TOKYO — By saying that Japanese society is superior to that of the United States, Japanese prime minister Yasuhiro Nakasone drew attention to the huge perception gap between Japanese and Americans.
Make no mistake about it. It was no slip of the tongue when Nakasone said that Japanese society is "far more intelligent" than American society because "there are a large number of blacks, Puerto Ricans and Mexicans" in the United States and "their level is low."
He did apologize for the hurt that his remark caused. But he did not retract the remark. He said much the same thing three years ago when he told patients at the A-Bomb Hospital in Hiroshima that "the Japanese have been getting along well for the past 2,000 years because there are no foreigners on these islands."

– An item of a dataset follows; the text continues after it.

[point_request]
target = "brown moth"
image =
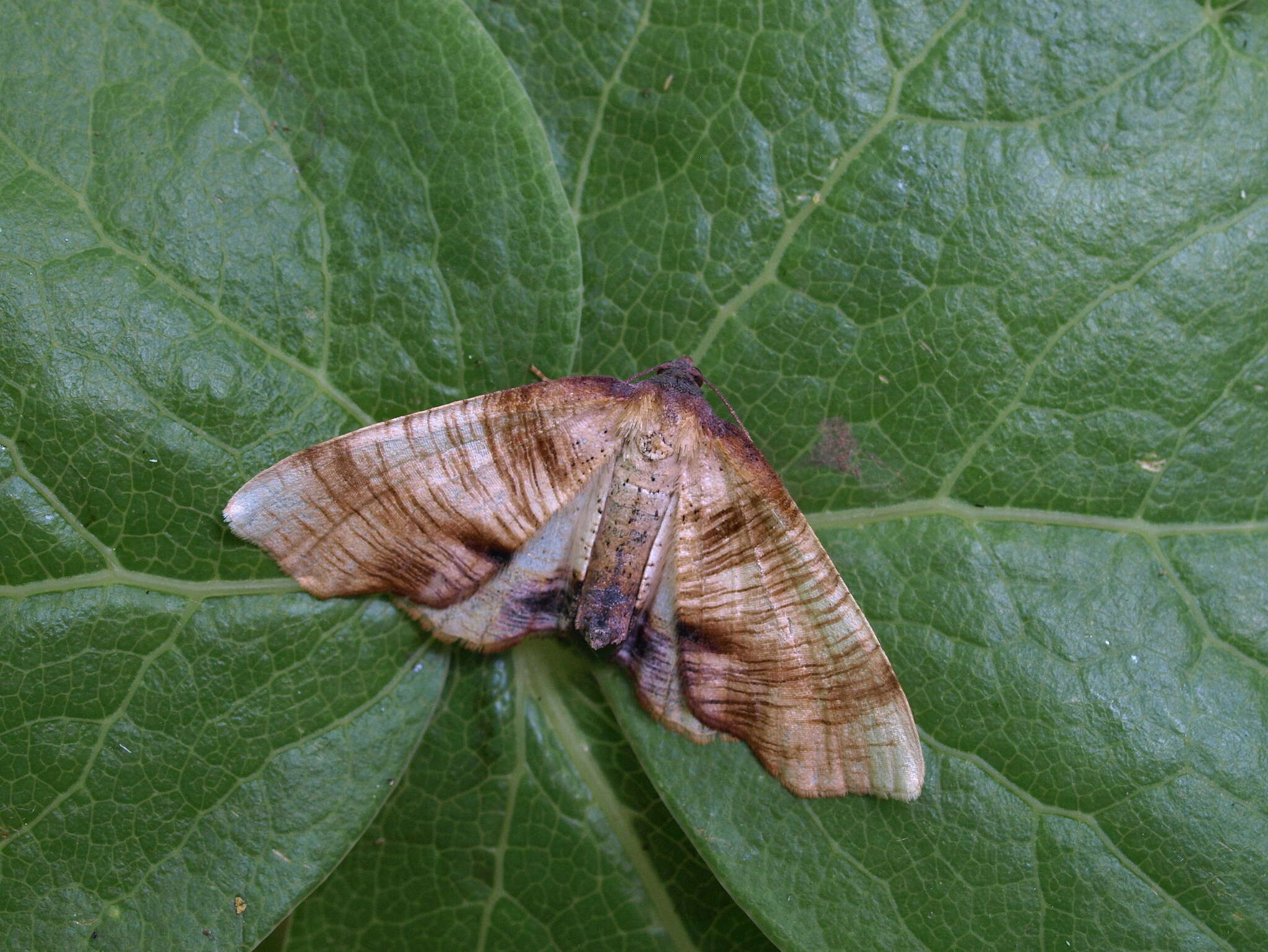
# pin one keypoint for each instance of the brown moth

In both cases, the remarks were simply reported by the Japanese media, in far less space than if Nakasone had said something about interest rates.

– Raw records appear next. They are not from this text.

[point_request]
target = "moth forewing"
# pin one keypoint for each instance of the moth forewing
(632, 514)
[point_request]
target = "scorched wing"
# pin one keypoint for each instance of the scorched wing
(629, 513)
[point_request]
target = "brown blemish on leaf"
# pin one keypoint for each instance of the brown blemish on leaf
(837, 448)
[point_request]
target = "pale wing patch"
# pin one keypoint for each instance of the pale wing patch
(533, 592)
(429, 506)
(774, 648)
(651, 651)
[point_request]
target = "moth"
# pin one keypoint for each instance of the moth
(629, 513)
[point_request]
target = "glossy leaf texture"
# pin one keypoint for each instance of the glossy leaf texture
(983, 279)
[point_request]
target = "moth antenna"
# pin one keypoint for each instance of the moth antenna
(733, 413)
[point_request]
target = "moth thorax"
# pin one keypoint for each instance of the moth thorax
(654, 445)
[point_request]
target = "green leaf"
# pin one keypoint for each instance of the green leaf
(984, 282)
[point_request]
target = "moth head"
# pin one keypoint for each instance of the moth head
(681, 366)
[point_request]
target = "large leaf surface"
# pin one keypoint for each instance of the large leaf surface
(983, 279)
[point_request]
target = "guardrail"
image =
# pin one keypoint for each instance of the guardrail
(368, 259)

The response of Americans to Nakasone's comment last week--shock and outrage--is an indication of just how little is known about Japan in the United States.
The fact is that most Japanese see themselves and the rest of the world in terms that would strike Americans as racist. The popular image of foreigners is hardly a complimentary one. Foreign actors are invariably asked to portray goons, thugs and rapists, victimizing innocent Japanese.
Most Japanese are not only convinced that they are "racially homogenous" but, like their prime minister, they see a positive value in not having significant groups of minorities.
It is this mind-set that helps to explain why Japan took in hardly any Indochinese refugees, and why foreign businessmen find it so difficult to penetrate Japanese markets. About 5,000 Indochinese have been permitted to settle under various visa arrangements in a country of 120 million mostly prosperous people.
But while the Japanese were severely criticized for their lack of generosity, they were behaving correctly according to their own standards. During the pre-World War II period of militarism, droves of Japanese dissidents recanted their past sins to the police rather than go into exile.
Japan is not a land of refugees. On the contrary, the strong nationalism of today is the ideology of those who stuck it out in a land threatened by European colonization in the late 19th Century.
The question one often heard in Japan in the late 1970s was: Why are the Vietnamese abandoning their country just when it needs them most? According to popular opinion, the Vietnamese refugees would not find happiness in the United States because they would encounter hostility and racial discrimination there.
But while there is little doubt that their sense of uniqueness has helped the Japanese to build an economically strong country, it is this same conviction that prevents them from fully integrating themselves into the world economy. For example, in spite of constant market-opening measures, 99% of the new cars sold in Japan are domestically made. Occasionally, Japanese cars may be equipped with a few foreign parts for export, but not for the domestic market.
Japanese prejudice against imported items is widespread. When the Ministry of International Trade and Industry purchased two token foreign limousines, one West German and the other American, a newscaster on NHK, Japan's public broadcasting system, said on the air, "Let's hope they do not break down." And when the government announced that it would simplify the inspection process for foreign cosmetics, a women's group protested, arguing that foreign products containing chemicals harmful to Japanese skin might enter the country.
It does not make much difference in Japan if an imported product is deemed superior or inferior; it is rarely given a fair crack at the domestic market. Since Japan cannot produce good wine, it heavily taxes imported bottled wine while allowing domestic bottlers to buy foreign bulk wine cheaply and to bottle it as if it were a Japanese product. Quality French and California wines are kept out in this blatantly unfair manner. The intent is clearly to allow Japanese to exploit a domestic market for themselves--to give an imitation domestic product a better chance than the real thing.
Such behavior is an outgrowth of discriminatory racial attitudes. Another example is the unwillingness of Japanese contractors to allow Americans and Europeans to work in Japan.
Right now Japan has a trade surplus in manufactured goods with all its trading partners. No people can possibly explain such an unparalleled achievement in terms of the economic theory of comparative advantage. Not unless, of course, they share with their prime minister a fervent belief in their uniqueness.